Managing risk involves addressing the possibility of more than one failure at a time.
Cascading or multiple failures must be considered during risk assessments to ensure hazard controls are adequate. STS-90 Neurolab, the final Spacelab mission, experienced several on-orbit animal habitat hardware failures and problems. Launched aboard the Space Shuttle Columbia in April 1998, the mission focused on the effects of microgravity on one of the most complex and least understood parts of the human body – the nervous system. Primary goals were to conduct basic research in neurosciences and expand understanding of how the nervous system develops and functions in space.
The mission was an overall success, but multiple hardware issues and failures presented challenges. The risks or potential problems associated with these failures were assessed as if they were isolated and unrelated.
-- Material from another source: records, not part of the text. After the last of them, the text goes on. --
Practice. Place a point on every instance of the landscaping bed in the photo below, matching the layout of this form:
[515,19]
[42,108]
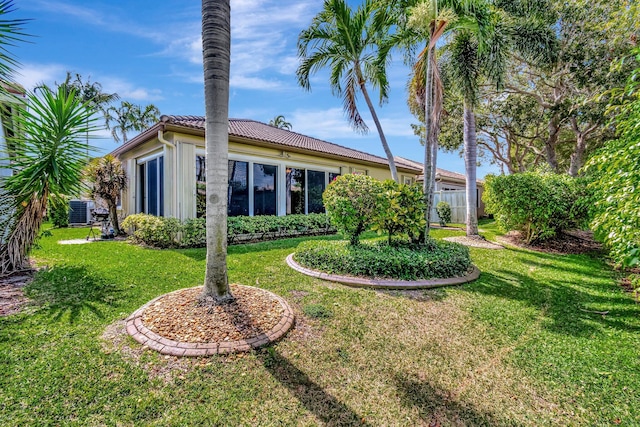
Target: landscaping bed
[378,259]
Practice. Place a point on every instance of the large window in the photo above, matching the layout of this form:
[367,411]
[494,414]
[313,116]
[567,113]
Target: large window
[151,186]
[264,189]
[295,191]
[238,197]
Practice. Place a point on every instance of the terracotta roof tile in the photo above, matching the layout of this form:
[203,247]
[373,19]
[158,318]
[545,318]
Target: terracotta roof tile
[251,129]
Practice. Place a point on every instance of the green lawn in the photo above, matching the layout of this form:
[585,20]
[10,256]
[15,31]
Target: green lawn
[517,347]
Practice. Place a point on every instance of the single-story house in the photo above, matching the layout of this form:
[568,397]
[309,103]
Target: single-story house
[272,171]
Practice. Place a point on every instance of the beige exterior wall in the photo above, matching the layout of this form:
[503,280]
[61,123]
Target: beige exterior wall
[180,170]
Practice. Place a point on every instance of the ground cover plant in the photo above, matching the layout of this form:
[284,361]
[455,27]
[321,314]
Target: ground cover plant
[526,344]
[379,259]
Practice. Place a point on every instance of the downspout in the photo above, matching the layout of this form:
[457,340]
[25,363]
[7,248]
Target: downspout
[174,180]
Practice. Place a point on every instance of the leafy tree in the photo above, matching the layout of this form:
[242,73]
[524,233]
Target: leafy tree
[47,161]
[216,47]
[280,122]
[346,41]
[616,169]
[130,117]
[108,179]
[351,203]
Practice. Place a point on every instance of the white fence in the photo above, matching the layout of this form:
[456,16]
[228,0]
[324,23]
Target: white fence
[457,199]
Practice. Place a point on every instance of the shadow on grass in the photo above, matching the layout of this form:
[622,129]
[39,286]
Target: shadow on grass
[323,405]
[438,408]
[72,290]
[566,305]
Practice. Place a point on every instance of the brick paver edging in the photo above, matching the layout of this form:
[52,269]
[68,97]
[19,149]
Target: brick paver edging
[145,336]
[361,282]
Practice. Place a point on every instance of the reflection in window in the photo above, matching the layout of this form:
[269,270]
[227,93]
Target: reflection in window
[315,187]
[201,186]
[295,191]
[238,191]
[264,189]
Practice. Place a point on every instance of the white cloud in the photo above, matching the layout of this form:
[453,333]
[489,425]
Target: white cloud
[129,91]
[32,75]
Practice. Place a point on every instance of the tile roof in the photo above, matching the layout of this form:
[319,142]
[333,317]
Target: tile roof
[254,130]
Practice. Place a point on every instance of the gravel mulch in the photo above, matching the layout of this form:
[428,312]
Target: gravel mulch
[178,316]
[473,241]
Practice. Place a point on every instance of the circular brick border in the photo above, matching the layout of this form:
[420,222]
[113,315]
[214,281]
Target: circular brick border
[361,282]
[145,336]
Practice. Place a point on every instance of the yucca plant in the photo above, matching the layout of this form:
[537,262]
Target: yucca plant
[48,155]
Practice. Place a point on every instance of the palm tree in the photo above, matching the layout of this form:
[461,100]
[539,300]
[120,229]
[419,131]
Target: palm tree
[216,47]
[482,52]
[108,179]
[346,41]
[130,117]
[47,161]
[89,93]
[280,122]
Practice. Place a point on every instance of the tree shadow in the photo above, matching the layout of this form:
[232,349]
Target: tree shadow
[73,290]
[438,407]
[566,306]
[326,407]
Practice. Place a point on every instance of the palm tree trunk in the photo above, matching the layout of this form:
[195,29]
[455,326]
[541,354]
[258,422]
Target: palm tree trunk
[216,42]
[383,139]
[428,169]
[470,165]
[13,255]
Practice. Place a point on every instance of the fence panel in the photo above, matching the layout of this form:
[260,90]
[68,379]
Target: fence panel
[457,199]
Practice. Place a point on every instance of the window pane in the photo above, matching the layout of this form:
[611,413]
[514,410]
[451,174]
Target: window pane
[295,191]
[152,187]
[201,187]
[316,188]
[238,197]
[142,186]
[264,189]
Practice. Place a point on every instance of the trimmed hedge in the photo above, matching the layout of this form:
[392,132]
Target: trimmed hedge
[437,259]
[163,232]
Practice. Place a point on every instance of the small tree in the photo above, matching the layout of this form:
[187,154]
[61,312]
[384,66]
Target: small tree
[444,212]
[351,203]
[108,178]
[400,211]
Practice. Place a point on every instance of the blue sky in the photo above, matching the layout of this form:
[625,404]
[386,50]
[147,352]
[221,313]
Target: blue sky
[149,51]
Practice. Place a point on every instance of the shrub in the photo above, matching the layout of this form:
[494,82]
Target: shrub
[400,211]
[192,233]
[539,205]
[438,259]
[159,232]
[350,201]
[444,212]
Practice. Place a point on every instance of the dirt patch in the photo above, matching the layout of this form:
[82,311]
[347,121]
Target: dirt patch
[12,298]
[568,242]
[178,316]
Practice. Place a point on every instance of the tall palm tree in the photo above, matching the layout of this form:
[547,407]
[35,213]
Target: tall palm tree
[108,179]
[130,117]
[482,52]
[47,158]
[280,122]
[346,41]
[216,48]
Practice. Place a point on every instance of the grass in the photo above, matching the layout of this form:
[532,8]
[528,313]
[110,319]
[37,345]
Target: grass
[520,346]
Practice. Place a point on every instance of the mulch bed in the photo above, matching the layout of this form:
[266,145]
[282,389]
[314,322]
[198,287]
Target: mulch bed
[178,316]
[568,242]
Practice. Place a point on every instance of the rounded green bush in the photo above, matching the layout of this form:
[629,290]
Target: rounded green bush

However, the primary mitigation approach to these risks required a common control, namely the crew’s intervention. The risk of having simultaneous multiple failures was not considered and the mitigation approach proved to be inadequate since the crew’s time was already limited due to the complicated nature of the mission.
Ames Research Center CKO Donald Mendoza on the importance of this lesson learned:
Widely considered to be one of the most ambitious scientific missions NASA has ever flown, Neurolab was an extraordinary 16-day flight dedicated to researching the brain and nervous system. It also served as a prime example of how a series of “minor, acceptable” risks have the potential to cascade to “unacceptable” levels.
Risk assessments that consider only individual failures frequently rely on human intervention as a mitigation. However, in complex, time-intensive missions, humans can quickly become overloaded. The lessons learned from Neurolab are broadly applicable in nearly every failure scenario that requires human intervention.
- Multiple independent projects that come together for flight are typically treated as independent subsystems, each with their own risks. Those subsystems must subsequently be re-evaluated as a single, integrated system.
- When evaluating potential hardware failures, it is important to run multiple scenarios, including combinations of “high probability” failures. Consider what would happen if these were compounded by a “low probability, high severity” failure.
- Simulate whenever possible. Include extenuating circumstances such as fatigue, uncomfortable physical positions and even persistent, blaring alarms.
- When planning missions, strategically combine time-consuming, physically taxing experiments with those that require little or no intervention.
- Prioritize failure modes before they happen, and prepare appropriate checklists. Encourage reliance on automation when practical to lighten cognitive load.